Korenmolen ‘De Windhond’

Korenmolen ‘De Windhond’

De stellingkorenmolen “De Windhond” te Woerden heeft een lange historie achter de rug, die begonnen is in 1755, toen Jan Wellen en Katrina Kellink de molen op de stadswal bouwden. Deze molen is echter niet de eerste geweest die Woerden gekend heeft.

Al in 1498 is er namelijk sprake van een molen op de stadswal, die ongeveer op dezelfde plaats gestaan heeft als de huidige. In 1588 is er sprake van een tweede windmolen, welke eveneens op de stadswal stond. Dit is terug te vinden op verschillende stadsplattegronden. De twee molens bleken toch te veel voor de stad te zijn. In 1707 werd één van de molens gesloopt, de andere (die in 1742 en 1743 in twee fasen was opgekocht door Jan Wellen) werd in 1755 vervangen door “De Windhond”. De archieven maken niet duidelijk waarom er een nieuwe molen gebouwd werd. De gevelsteen geeft het bouwjaar duidelijk aan: ‘Gestigt Door Ian Wellen en Katrina Kellink A. 1755’. Op de baard staat ook nog een keer de stichtingsdatum vermeld: ‘ANNO 1755’ ‘DE WINDHOND’. De nieuwe molen is een stenen stellingkorenmolen en krijgt de naam “De Windhond”. De naam is misschien een verwijzing naar de hazewindhond en kwam en komt ook bij andere molens voor, onder meer in Zaandam, Soest, Dordrecht en Hellevoetsluis.

Door de jaren heen heeft de molen veel eigenaren en huurders gehad, totdat molenaar Hoogendoorn, na drie molenaarsgeneraties Hoogendoorn in 1977 de molen aan de gemeente Woerden verkocht.

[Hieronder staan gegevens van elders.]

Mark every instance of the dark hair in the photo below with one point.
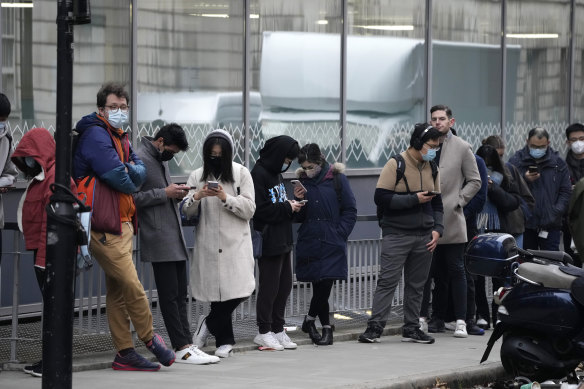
(539, 133)
(492, 159)
(441, 107)
(111, 88)
(5, 107)
(293, 152)
(311, 153)
(423, 132)
(494, 140)
(569, 130)
(173, 135)
(226, 159)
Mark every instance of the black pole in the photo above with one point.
(59, 292)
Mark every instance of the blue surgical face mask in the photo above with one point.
(430, 155)
(537, 153)
(496, 177)
(117, 118)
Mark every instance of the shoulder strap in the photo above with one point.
(400, 171)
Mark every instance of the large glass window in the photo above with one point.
(385, 78)
(295, 73)
(190, 71)
(466, 71)
(538, 33)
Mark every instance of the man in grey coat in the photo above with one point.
(459, 183)
(161, 238)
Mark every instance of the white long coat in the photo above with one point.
(222, 266)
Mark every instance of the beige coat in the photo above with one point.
(222, 266)
(457, 166)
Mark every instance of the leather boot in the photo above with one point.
(309, 327)
(327, 337)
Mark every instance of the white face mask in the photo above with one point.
(578, 147)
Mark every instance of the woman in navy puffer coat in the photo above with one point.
(327, 220)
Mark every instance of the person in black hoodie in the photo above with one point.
(273, 216)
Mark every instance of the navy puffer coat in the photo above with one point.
(321, 249)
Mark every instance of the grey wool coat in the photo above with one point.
(222, 267)
(459, 182)
(159, 224)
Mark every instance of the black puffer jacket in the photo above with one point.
(273, 213)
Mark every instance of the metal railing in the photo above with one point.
(354, 295)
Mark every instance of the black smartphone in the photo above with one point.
(533, 169)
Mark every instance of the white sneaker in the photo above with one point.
(460, 331)
(224, 351)
(194, 356)
(268, 340)
(285, 341)
(200, 337)
(423, 324)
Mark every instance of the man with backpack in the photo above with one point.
(408, 197)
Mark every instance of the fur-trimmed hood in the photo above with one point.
(335, 168)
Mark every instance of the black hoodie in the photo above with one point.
(272, 208)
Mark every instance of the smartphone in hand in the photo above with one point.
(298, 183)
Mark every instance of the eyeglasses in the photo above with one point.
(114, 108)
(430, 147)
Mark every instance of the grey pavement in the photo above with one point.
(346, 364)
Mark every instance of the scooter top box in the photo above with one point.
(491, 254)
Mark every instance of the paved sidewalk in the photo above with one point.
(346, 364)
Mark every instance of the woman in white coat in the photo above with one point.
(222, 267)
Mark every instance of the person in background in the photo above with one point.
(273, 216)
(411, 225)
(107, 173)
(222, 267)
(575, 162)
(548, 178)
(156, 201)
(35, 157)
(8, 171)
(327, 220)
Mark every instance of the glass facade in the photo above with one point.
(307, 68)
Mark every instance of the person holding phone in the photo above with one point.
(222, 266)
(411, 224)
(327, 218)
(548, 178)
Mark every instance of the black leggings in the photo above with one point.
(321, 290)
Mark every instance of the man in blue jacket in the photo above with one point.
(548, 179)
(107, 172)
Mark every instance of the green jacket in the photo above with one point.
(576, 217)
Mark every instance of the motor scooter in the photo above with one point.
(541, 310)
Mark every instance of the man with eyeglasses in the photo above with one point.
(575, 162)
(459, 184)
(107, 173)
(548, 178)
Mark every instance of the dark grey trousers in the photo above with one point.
(410, 254)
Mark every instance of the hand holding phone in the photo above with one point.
(297, 183)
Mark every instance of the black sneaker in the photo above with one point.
(36, 369)
(371, 334)
(473, 329)
(436, 325)
(416, 335)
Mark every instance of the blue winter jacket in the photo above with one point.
(321, 249)
(551, 191)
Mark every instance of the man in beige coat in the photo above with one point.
(459, 183)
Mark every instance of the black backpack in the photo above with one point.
(400, 175)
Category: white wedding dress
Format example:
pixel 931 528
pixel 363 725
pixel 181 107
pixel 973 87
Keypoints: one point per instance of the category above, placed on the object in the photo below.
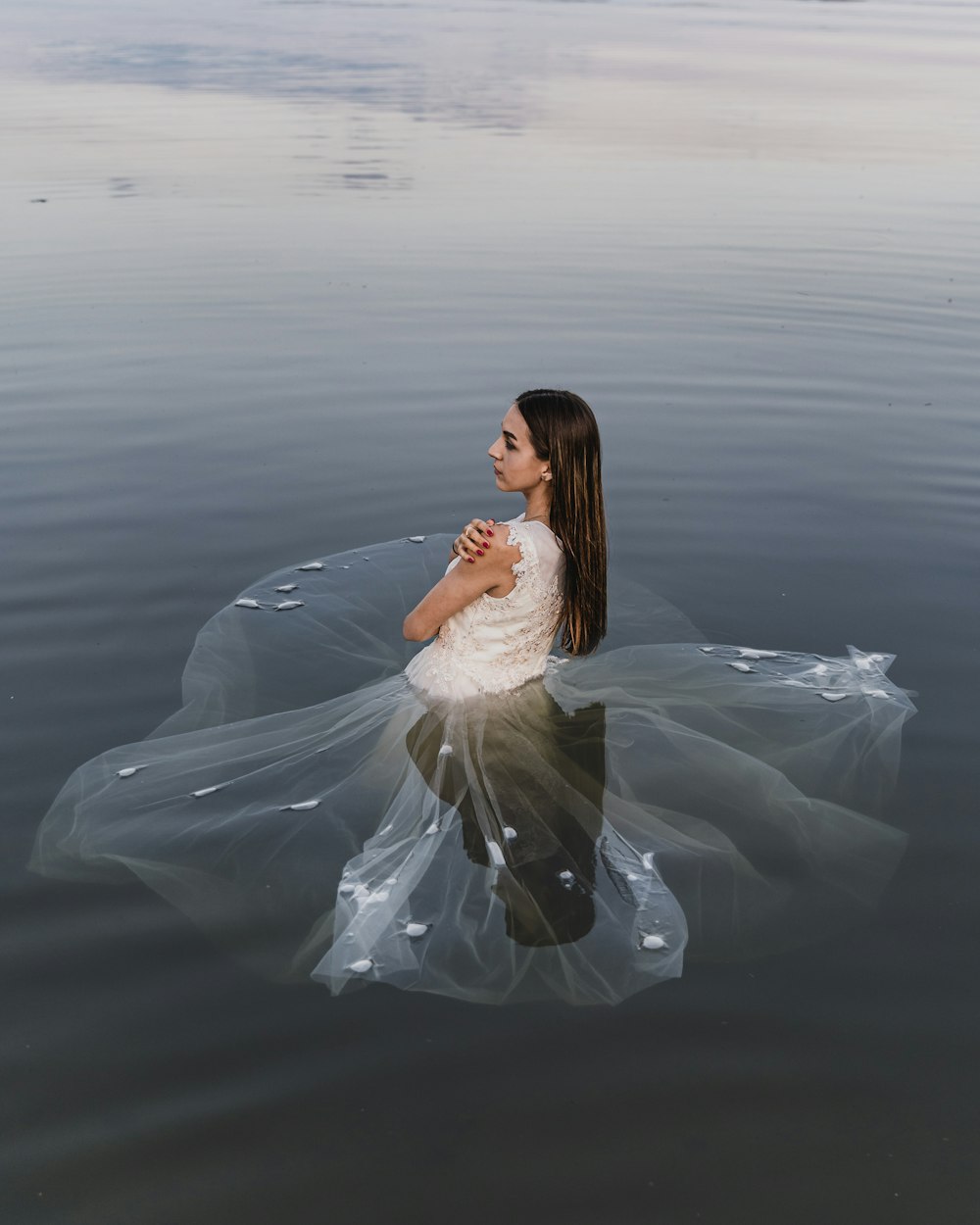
pixel 481 818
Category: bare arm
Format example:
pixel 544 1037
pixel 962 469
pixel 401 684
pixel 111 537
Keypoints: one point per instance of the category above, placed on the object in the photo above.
pixel 460 587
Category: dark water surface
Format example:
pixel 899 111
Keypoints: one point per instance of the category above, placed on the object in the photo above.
pixel 293 261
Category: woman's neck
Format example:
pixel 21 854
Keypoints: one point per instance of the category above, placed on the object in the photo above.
pixel 538 506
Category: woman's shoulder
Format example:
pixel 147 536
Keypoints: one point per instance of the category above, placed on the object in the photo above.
pixel 534 530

De gemeente ging vervolgens over tot restauratie, in overleg met de Rijksdienst voor de Monumentenzorg en de stichting “De Hollandsche Molen”. In 1984 vond nog een tweede restauratie plaats. Vooral het woongedeelte, de diverse zolders en de schuur werden toen onder handen genomen. Met deze restauratie werd “De Windhond” weer in zijn oude staat hersteld.

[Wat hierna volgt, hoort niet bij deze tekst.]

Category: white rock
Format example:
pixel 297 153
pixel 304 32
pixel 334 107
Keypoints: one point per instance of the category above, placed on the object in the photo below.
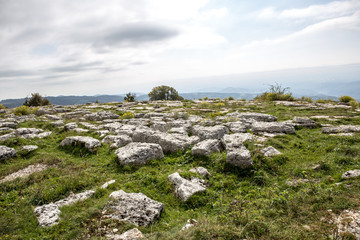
pixel 185 188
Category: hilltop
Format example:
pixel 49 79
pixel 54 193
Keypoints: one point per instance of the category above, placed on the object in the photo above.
pixel 217 169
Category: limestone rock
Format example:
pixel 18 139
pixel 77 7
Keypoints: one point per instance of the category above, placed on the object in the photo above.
pixel 6 152
pixel 239 157
pixel 24 172
pixel 270 151
pixel 351 174
pixel 135 208
pixel 201 171
pixel 215 132
pixel 139 153
pixel 132 234
pixel 185 188
pixel 272 127
pixel 207 147
pixel 341 129
pixel 304 122
pixel 117 140
pixel 89 142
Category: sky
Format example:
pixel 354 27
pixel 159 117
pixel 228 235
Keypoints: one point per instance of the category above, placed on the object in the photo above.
pixel 67 47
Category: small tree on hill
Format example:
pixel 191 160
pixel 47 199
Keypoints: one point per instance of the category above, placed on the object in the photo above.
pixel 36 100
pixel 130 97
pixel 164 93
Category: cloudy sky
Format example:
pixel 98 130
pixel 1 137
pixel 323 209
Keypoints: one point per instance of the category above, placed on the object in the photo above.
pixel 69 47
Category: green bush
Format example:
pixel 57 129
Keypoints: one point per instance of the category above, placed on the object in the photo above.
pixel 36 100
pixel 346 99
pixel 276 93
pixel 24 110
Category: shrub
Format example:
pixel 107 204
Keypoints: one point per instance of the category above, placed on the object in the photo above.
pixel 130 97
pixel 164 93
pixel 346 99
pixel 24 110
pixel 36 100
pixel 276 93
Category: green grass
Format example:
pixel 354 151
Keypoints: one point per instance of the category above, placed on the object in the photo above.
pixel 252 204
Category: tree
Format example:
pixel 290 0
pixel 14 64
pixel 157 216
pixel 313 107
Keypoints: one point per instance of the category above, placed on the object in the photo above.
pixel 36 100
pixel 164 93
pixel 130 97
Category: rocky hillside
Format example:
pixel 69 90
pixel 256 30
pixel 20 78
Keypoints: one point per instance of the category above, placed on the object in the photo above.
pixel 181 170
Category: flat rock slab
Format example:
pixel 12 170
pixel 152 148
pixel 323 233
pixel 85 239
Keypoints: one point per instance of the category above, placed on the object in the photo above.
pixel 23 173
pixel 201 171
pixel 184 188
pixel 215 132
pixel 270 151
pixel 139 153
pixel 239 157
pixel 272 127
pixel 6 152
pixel 49 214
pixel 132 234
pixel 206 147
pixel 135 208
pixel 342 129
pixel 88 142
pixel 351 174
pixel 168 142
pixel 348 221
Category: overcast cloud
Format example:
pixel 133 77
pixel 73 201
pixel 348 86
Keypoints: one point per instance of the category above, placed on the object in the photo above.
pixel 115 46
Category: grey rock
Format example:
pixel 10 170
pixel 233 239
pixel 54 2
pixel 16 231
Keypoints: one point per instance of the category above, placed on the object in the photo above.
pixel 6 152
pixel 304 122
pixel 168 142
pixel 49 214
pixel 270 151
pixel 135 208
pixel 351 174
pixel 272 127
pixel 117 140
pixel 201 171
pixel 88 142
pixel 215 132
pixel 259 117
pixel 207 147
pixel 341 129
pixel 139 153
pixel 101 116
pixel 132 234
pixel 29 148
pixel 23 173
pixel 239 157
pixel 184 188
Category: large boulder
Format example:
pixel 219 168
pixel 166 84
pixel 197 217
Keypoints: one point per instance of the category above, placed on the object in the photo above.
pixel 184 188
pixel 6 152
pixel 272 127
pixel 135 208
pixel 207 147
pixel 88 142
pixel 239 157
pixel 215 132
pixel 139 153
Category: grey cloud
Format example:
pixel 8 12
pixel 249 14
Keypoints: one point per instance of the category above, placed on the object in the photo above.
pixel 132 35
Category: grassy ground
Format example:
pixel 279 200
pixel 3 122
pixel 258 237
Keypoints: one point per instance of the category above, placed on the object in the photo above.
pixel 252 204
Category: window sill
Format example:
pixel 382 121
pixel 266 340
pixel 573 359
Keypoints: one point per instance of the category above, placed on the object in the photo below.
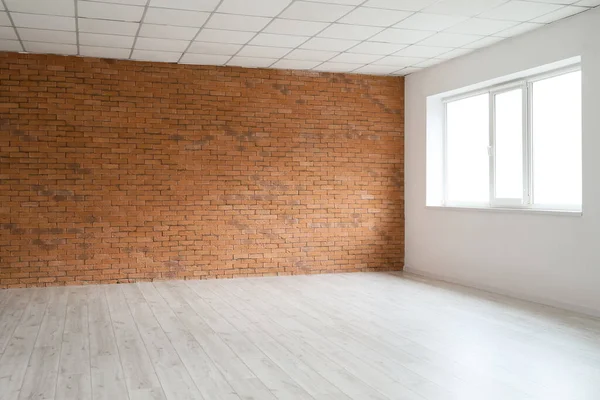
pixel 569 213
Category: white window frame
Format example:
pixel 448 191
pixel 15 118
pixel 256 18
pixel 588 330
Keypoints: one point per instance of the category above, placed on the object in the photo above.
pixel 527 201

“De Windhond” bevindt zich aan de zuidwestkant van de stad, op een bolwerk rond de stad, met hierop een molenberg van ongeveer 9 meter en is zoals reeds gezegd een stellingmolen. De stelling of balie halverwege de molen is het kenmerk hiervan. Het kruiwerk om de kop van de molen naar de wind te zetten wordt ook vanaf deze stelling bediend. Merkwaardig aan “De Windhond” is de enorme verbreding van de voet, welke op ongeveer 1,80 meter boven de molenwerf aanvangt en de romp een extra versterkingsring geeft van ongeveer 1 meter breed. De vorm van de wieken is de zogenaamde Oud-Hollandse. De gasmotor dateert van 1901. Voordien, vanaf 1877, werd bij windstilte een stoommachine gebruikt. Het woonhuis onder de molen is overigens pas in 1861 aangebracht.

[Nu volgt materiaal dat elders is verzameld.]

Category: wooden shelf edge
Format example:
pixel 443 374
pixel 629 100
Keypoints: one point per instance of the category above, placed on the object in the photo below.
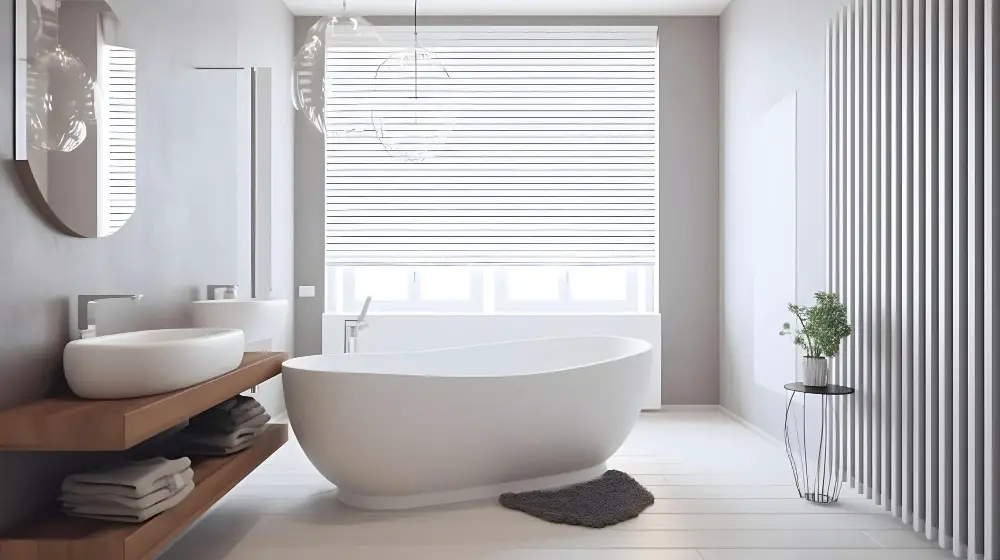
pixel 68 423
pixel 58 537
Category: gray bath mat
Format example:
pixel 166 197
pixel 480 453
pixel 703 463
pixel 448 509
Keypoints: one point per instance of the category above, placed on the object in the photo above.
pixel 610 499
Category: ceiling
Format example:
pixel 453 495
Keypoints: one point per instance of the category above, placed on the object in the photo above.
pixel 512 7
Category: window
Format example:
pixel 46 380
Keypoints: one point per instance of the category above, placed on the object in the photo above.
pixel 544 196
pixel 117 137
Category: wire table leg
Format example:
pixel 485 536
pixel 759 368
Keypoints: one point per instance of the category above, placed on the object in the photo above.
pixel 817 477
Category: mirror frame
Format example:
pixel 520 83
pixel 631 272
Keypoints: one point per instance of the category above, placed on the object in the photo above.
pixel 22 166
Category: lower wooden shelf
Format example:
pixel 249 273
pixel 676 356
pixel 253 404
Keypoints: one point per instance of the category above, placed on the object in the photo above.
pixel 55 536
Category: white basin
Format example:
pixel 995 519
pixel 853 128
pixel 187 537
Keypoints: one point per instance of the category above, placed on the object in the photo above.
pixel 138 364
pixel 259 319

Tot 1976 heeft de molen altijd aan zijn functie als korenmolen voldaan. Sinds de restauraties draait de molen weer regelmatig en maalt hij ook af en toe weer graan.

Archief
  • Archief van het stadsbestuur van Woerden (W001), o.a. inventarisnummers 84-110 (stadsrekeningen).
Literatuur
  • W.R.C. Alkemade, “De Windhond” Woerden (Woerden, 1986);
  • J. den Besten, G.J. Pouw en G. de Vries, Nieuw Utrechts molenboek (Utrecht, 1991), pp. 248-251;
  • Jan van Es en Saskia van Ginkel-Meester, Woerden: geschiedenis en architectuur (Zeist, 2000), pp. 241-242.
Documentatie
  • Album “De Windhond”, vervaardigd door J. en Jac. Hoogendoorn.